No one is perfect. Everyone has some or the other flaws. Despite everything, you got in a relationship with that person because you could see the good side. Even though sometimes the flaws unfold quite later, they still come out because the other person eventually feels comfortable sharing their goofy side. When problems start to surface, it’s often difficult to remind yourself of that good side, but, very important to do so in order to save the relationship.
Communication is the key!
Majority of the air is cleared when there is clear communication between two individuals. The two people in the relationship best know the situations around which the fight had stemmed. Hence, to most of the problems in a relationship, communication is really a key. In certain situations, mediation by a third person who’s neutral would also help smoothen the communication.
Don’t let the ego win!
People take offence in having to be the wrong person and apologizing hurts the ego. However, know that if your partner really matters to you, there’s nothing wrong in saying sorry. If only, if can quickly make you and your partner realize that most of the argument was not even rational or valid. Breakup is not the solution to every problem. It’s just deviating you from the actual problem. Not concluding to a breakup right away will help you focus on what needs to be addressed instead of revolving around the bushes.
Secret to a successful relationship? Treat your partner as if you are trying to woo them, even after 2 months, 2 years or even 20!
It is important to spend time and efforts in the initial phase of the relationship. But doing so after the honeymoon phase fades, is even more important. To avoid stagnation and boredom, complementing your partner or ordering that pizza or doing little things to make their day better is important in a relationship. In short, giving timely doses of appreciations and assurances are necessary.

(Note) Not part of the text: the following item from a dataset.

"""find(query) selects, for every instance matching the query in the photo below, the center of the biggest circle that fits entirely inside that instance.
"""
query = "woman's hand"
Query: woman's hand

Evolve with the relationship!
Using the same methods that you used earlier might not necessarily work now. Stay inquisitive. Keep learning new things about your partner. Observe what makes them happy with changing times and try doing what’s in your power to be a part of it, either actively or as a catalyst.
On an end note: Problems are inevitable because two people can never be the same or agree upon everything. It is unrealistic and inhumane. However, what matters is how much you are willing to stay together despite the differences and how you are able to get past these difficult times, together!